Скоро причалили к высоким деревянным мосткам. Иноки сразу взялись за разгрузку ладей, им помогали паломники. Люди государевы, увидев возле пристани стоявших в ожидании монахов, направились к ним, поскольку полагали, что среди них должен был находиться сам игумен Филипп. Ивана Месяца также сняли с ладейки и потащили за собой; но оковы мешали ему, и он шел последним. Он видел, что там, чуть впереди толпы встречающих, действительно стоял какой-то человек невысокого роста, худой, кроткого и смиренного вида. И хотя бородка его заметно разбавилась уже сединой, стариком назвать этого человека было как-то не с руки. Наверное, это и был знаменитый настоятель. Другие, что стояли позади него, истинные старцы, некоторые очень преклонных лет, также были преисполнены целомудрия и смирения, и облик имели благородный. Оказались среди встречающих и послушники, розовощекие молодцы с глазами цепкими, полными любопытства. И с любопытством этим не умели совладать – процессию, направляющуюся к ним от мостков, обсмотрели от начала до конца, как общупали, – что несут в руках гости московские, во что одеты и обуты, что за выражение на лицах их и кого это там в железах ведут… Филипп же, заметил Месяц, являя братии и пастве пример скромности, напротив, все то время, что обозные шли к нему, стоял, опустив глаза к земле. Лицо настоятеля было бесстрастно, в руках же его, перебирающих костяшки четок, обнаруживалось беспокойство. И это было последнее, что видел Месяц, потому что от этих пор свет для него надолго погас – чьи-то сильные руки обхватили его сзади за плечи и накинули ему на голову мешок.

Глава 2

Здесь же на пристани для настоятеля и всей братии, при богомольцах было зачитано Иоанново послание – зачитано громко и торжественно, как, должно быть, наказывал обозным сам государь, как при чужих дворах послы читали его пространные речи.

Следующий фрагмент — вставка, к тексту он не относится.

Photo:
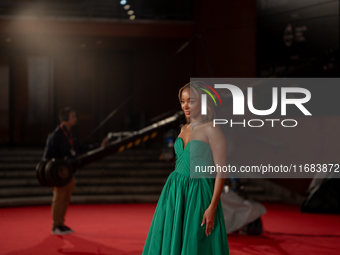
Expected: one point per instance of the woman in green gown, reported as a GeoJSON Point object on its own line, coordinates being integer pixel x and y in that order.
{"type": "Point", "coordinates": [188, 219]}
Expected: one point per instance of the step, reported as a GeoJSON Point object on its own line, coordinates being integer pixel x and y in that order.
{"type": "Point", "coordinates": [148, 164]}
{"type": "Point", "coordinates": [77, 199]}
{"type": "Point", "coordinates": [87, 181]}
{"type": "Point", "coordinates": [94, 173]}
{"type": "Point", "coordinates": [100, 189]}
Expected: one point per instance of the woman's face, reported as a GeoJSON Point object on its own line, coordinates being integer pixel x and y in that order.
{"type": "Point", "coordinates": [190, 104]}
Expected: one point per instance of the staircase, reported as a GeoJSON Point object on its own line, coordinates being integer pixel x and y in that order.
{"type": "Point", "coordinates": [131, 176]}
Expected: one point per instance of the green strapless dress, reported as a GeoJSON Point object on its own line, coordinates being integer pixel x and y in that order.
{"type": "Point", "coordinates": [176, 225]}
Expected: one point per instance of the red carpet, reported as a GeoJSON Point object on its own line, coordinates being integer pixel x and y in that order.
{"type": "Point", "coordinates": [122, 230]}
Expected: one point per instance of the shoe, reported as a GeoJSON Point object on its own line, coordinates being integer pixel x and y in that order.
{"type": "Point", "coordinates": [60, 230]}
{"type": "Point", "coordinates": [68, 229]}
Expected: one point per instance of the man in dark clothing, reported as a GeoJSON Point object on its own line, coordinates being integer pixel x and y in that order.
{"type": "Point", "coordinates": [62, 143]}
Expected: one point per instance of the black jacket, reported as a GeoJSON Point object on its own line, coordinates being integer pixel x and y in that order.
{"type": "Point", "coordinates": [58, 146]}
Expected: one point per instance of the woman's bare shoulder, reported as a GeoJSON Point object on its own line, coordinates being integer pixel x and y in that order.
{"type": "Point", "coordinates": [211, 130]}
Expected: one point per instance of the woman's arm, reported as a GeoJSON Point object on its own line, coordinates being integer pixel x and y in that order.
{"type": "Point", "coordinates": [218, 147]}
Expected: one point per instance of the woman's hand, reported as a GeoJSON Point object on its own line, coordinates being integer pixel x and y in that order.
{"type": "Point", "coordinates": [208, 219]}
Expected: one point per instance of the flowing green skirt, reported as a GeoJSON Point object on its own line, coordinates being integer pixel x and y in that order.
{"type": "Point", "coordinates": [176, 226]}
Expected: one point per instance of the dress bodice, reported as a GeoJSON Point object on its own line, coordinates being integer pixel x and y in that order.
{"type": "Point", "coordinates": [195, 154]}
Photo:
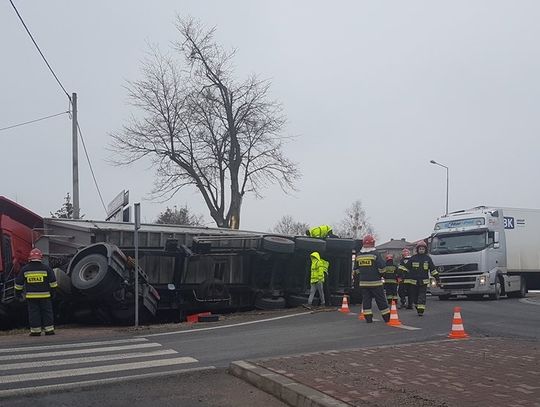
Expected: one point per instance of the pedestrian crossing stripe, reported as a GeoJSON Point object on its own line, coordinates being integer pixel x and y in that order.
{"type": "Point", "coordinates": [86, 359]}
{"type": "Point", "coordinates": [55, 374]}
{"type": "Point", "coordinates": [78, 351]}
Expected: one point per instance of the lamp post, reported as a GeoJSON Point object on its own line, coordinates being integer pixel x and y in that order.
{"type": "Point", "coordinates": [446, 168]}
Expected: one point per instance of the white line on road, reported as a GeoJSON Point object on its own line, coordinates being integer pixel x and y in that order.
{"type": "Point", "coordinates": [527, 301]}
{"type": "Point", "coordinates": [94, 370]}
{"type": "Point", "coordinates": [78, 351]}
{"type": "Point", "coordinates": [90, 359]}
{"type": "Point", "coordinates": [70, 345]}
{"type": "Point", "coordinates": [26, 391]}
{"type": "Point", "coordinates": [226, 326]}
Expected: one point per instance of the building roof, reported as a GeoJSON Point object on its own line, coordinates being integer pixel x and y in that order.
{"type": "Point", "coordinates": [395, 244]}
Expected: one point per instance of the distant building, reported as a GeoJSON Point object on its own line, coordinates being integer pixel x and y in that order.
{"type": "Point", "coordinates": [394, 247]}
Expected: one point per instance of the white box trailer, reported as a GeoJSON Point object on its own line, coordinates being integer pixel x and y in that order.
{"type": "Point", "coordinates": [490, 251]}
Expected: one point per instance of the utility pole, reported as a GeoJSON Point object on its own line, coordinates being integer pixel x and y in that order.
{"type": "Point", "coordinates": [75, 152]}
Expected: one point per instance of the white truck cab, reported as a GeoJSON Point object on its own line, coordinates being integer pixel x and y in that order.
{"type": "Point", "coordinates": [486, 251]}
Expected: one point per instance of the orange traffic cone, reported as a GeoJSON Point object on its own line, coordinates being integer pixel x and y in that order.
{"type": "Point", "coordinates": [394, 319]}
{"type": "Point", "coordinates": [457, 332]}
{"type": "Point", "coordinates": [361, 316]}
{"type": "Point", "coordinates": [345, 305]}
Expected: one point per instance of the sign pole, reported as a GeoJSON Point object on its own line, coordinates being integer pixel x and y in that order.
{"type": "Point", "coordinates": [137, 211]}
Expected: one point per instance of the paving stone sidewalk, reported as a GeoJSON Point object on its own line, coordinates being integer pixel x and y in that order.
{"type": "Point", "coordinates": [472, 372]}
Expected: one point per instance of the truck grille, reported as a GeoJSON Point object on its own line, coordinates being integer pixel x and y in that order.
{"type": "Point", "coordinates": [457, 268]}
{"type": "Point", "coordinates": [458, 276]}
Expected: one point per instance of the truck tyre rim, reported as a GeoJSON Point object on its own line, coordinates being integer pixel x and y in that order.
{"type": "Point", "coordinates": [89, 272]}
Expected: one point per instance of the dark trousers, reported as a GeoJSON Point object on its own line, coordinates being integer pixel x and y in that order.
{"type": "Point", "coordinates": [417, 296]}
{"type": "Point", "coordinates": [377, 293]}
{"type": "Point", "coordinates": [403, 292]}
{"type": "Point", "coordinates": [40, 314]}
{"type": "Point", "coordinates": [391, 292]}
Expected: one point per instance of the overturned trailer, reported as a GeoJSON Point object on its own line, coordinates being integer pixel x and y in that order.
{"type": "Point", "coordinates": [182, 269]}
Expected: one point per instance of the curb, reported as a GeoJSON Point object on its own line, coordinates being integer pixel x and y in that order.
{"type": "Point", "coordinates": [282, 387]}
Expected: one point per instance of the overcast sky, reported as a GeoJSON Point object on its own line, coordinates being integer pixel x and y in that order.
{"type": "Point", "coordinates": [372, 90]}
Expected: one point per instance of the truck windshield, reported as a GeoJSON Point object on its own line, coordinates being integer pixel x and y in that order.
{"type": "Point", "coordinates": [458, 243]}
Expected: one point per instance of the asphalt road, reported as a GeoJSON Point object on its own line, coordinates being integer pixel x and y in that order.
{"type": "Point", "coordinates": [99, 362]}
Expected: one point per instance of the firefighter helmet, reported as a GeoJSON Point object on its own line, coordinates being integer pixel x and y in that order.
{"type": "Point", "coordinates": [368, 241]}
{"type": "Point", "coordinates": [35, 255]}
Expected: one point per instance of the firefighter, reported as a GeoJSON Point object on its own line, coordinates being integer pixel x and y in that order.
{"type": "Point", "coordinates": [39, 282]}
{"type": "Point", "coordinates": [370, 267]}
{"type": "Point", "coordinates": [390, 279]}
{"type": "Point", "coordinates": [320, 232]}
{"type": "Point", "coordinates": [419, 267]}
{"type": "Point", "coordinates": [403, 281]}
{"type": "Point", "coordinates": [319, 269]}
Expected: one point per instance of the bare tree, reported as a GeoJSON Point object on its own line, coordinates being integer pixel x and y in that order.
{"type": "Point", "coordinates": [355, 223]}
{"type": "Point", "coordinates": [288, 226]}
{"type": "Point", "coordinates": [203, 128]}
{"type": "Point", "coordinates": [179, 216]}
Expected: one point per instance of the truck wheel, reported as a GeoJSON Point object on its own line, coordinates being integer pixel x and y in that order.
{"type": "Point", "coordinates": [277, 244]}
{"type": "Point", "coordinates": [310, 244]}
{"type": "Point", "coordinates": [498, 290]}
{"type": "Point", "coordinates": [91, 276]}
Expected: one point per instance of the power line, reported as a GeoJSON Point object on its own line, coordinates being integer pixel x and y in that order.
{"type": "Point", "coordinates": [33, 121]}
{"type": "Point", "coordinates": [91, 168]}
{"type": "Point", "coordinates": [41, 53]}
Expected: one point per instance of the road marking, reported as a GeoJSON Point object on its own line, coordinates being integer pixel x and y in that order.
{"type": "Point", "coordinates": [79, 351]}
{"type": "Point", "coordinates": [26, 391]}
{"type": "Point", "coordinates": [410, 328]}
{"type": "Point", "coordinates": [90, 359]}
{"type": "Point", "coordinates": [71, 345]}
{"type": "Point", "coordinates": [527, 301]}
{"type": "Point", "coordinates": [94, 370]}
{"type": "Point", "coordinates": [226, 326]}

В послании этом сообщалось о великой милости Божьей к его рабам недостойным – о славном успехе российского оружия в войне с Литвой и о счастливом приобретении православной церкви – о завоевании города Полоцка, старинной русской вотчины, и об избавлении многочисленного православного люда от притеснений католиков и «иконоборцев-люторей». Далее говорилось, что Великий государь российский, а также великий князь полоцкий Иоанн желают по поводу присоединения оного града к пределам отечества сделать новый вклад святой обители Соловецкой с мыслями о Господе, добродетели, добронравии и о благе государства. Преподобному Филиппу было отведено не менее двух третей всего послания. Разум игумена, высокий духовностью, сравнивался с неугасимым светом мироздания, чистота и набожность его – с жемчугом христианского мира, а его самоотречение именовалось высшей ступенью в лествице мужества… Лишь в самом конце было сказано несколько слов об опальном Месяце. Он обвинялся в кощунственном словоблудии, подрывающем устои державности и искажающем истинный облик державца, все помыслы и дела которого направлены были на благо подданных. А поскольку сей опальный премного упрям и хулу свою осмеливается говорить даже в лицо государю, то вред, от него исходящий, может быть так же велик, как от злоумышляющего «сеятеля», разбрасывающего в пшенице плевелы. Посему содержаться он должен самым жестким содержанием – в земляной тюрьме, а дабы не взошли богомерзкие плевелы, обязан хранить молчание не только сам опальный, но и все, кто приближаются к нему.